Last of its Kind

A look inside the Smithsonian’s Stratoliner.

(Dane Penland, NASM)

The Boeing 307 Stratoliner at the National Air and Space Museum’s Steven F. Udvar-Hazy Center in northern Virginia is the final survivor of 10 Stratoliners built in the late 1930s as the world’s first pressurized airliners. Named the Clipper Flying Cloud, the Museum’s airplane has played a number of roles over the years—as an airliner for Pan American in South America in the early 1940s, personnel carrier for the Army during World War II, personal transport for Haitian dictator Francois “Papa Doc” Duvalier in the 1950s, and, finally, freight hauler in the 1960s and early 70s.

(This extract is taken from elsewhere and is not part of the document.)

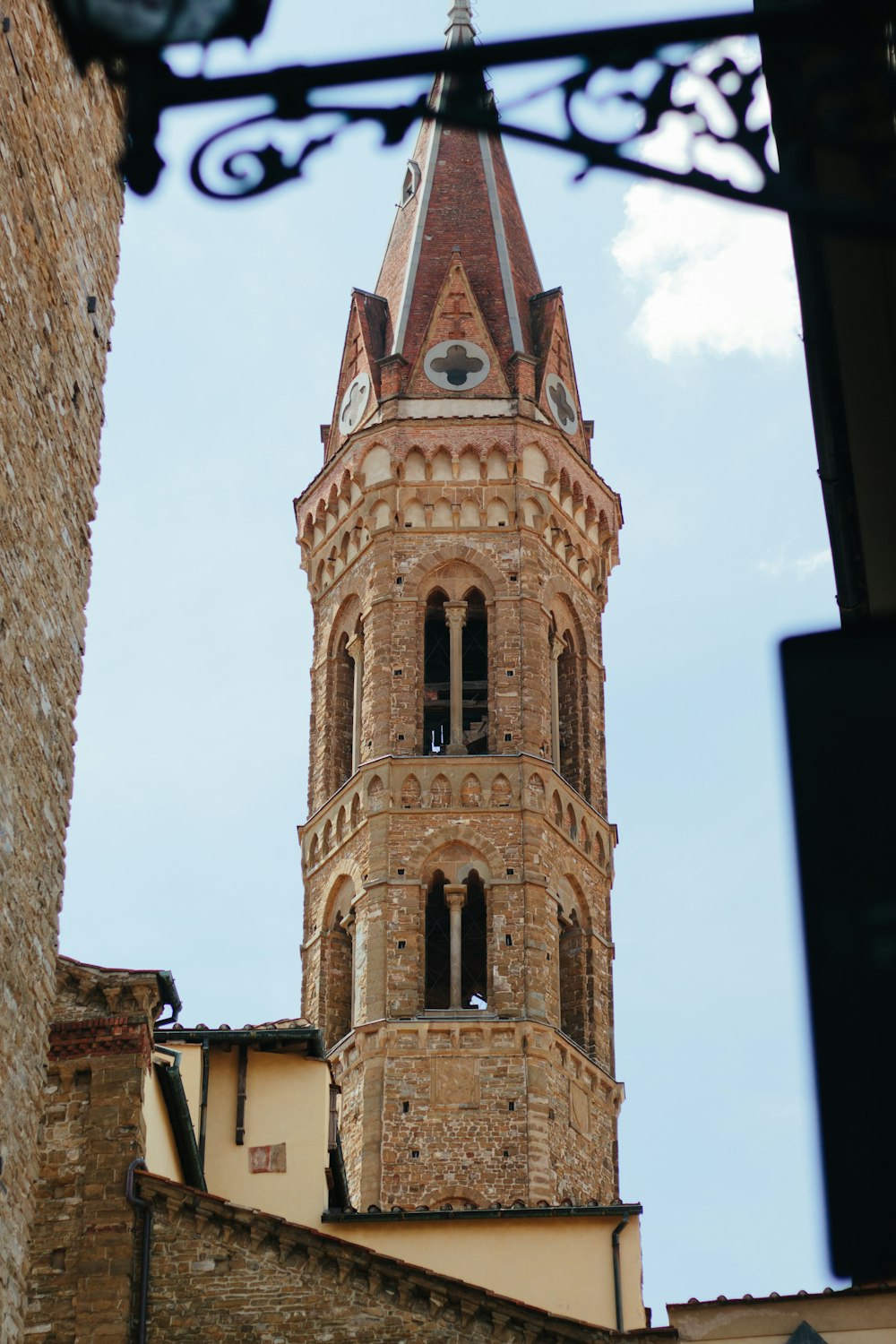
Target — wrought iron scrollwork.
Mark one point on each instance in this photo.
(681, 102)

The Museum acquired the Stratoliner in 1972 in a trade for a Lockheed C-121C Constellation, and exhibited it at the Pima Air Museum in Tucson, Arizona. There, the airplane was “discovered” by several Boeing employees who were visiting to recover a 367-80 (known as the “Dash 80”), the prototype of the Boeing 707—the United States’ first production jet airliner.

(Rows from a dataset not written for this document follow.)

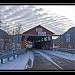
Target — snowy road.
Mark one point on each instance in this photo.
(44, 60)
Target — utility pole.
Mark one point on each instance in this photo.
(67, 40)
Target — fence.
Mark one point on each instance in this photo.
(10, 54)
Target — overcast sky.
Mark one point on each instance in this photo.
(56, 18)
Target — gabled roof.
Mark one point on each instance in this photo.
(39, 26)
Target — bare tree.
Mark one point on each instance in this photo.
(18, 31)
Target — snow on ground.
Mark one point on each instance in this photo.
(48, 58)
(62, 54)
(18, 63)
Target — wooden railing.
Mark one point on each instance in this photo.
(11, 54)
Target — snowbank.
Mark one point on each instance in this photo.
(19, 63)
(62, 54)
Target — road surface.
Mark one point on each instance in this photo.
(55, 62)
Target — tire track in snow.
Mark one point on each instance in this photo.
(48, 58)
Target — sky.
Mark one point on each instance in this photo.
(56, 18)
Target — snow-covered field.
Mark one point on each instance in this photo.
(19, 63)
(62, 54)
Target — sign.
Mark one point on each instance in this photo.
(68, 38)
(39, 29)
(41, 33)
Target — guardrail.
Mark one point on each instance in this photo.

Boeing offered to restore the Stratoliner with original parts and materials, and the Smithsonian agreed. The six-year restoration was finished in June 2001, and everyone expected the gleaming silver airplane to take its place in the Museum’s soon-to-be-opened Udvar-Hazy Center.

But the storied Stratoliner had one more role to play—as a lifeboat—when it ran out of fuel on a final test flight and ditched into Elliott Bay, just west of downtown Seattle, in March 2002. Damage was significant, but all four crewmembers escaped serious injury, and Boeing volunteers restored the airplane a second time. After taking a final bow at the Experimental Aircraft Association’s annual fly-in at Oshkosh, Wisconsin, the Clipper Flying Cloud was finally delivered to the Museum in August 2003.

Restored Stratoliner

(Dane Penland, NASM)

The Stratoliner arrived at the Udvar-Hazy Center on August 6, 2003. Restored to its original condition, it is shown here next to a more modern luxury carrier, the Concorde. The Stratoliner “is like the Concorde of 1940s,” says Robert van der Linden, curator of aeronautics at the Museum. “Extremely high-class, catering to the wealthy.”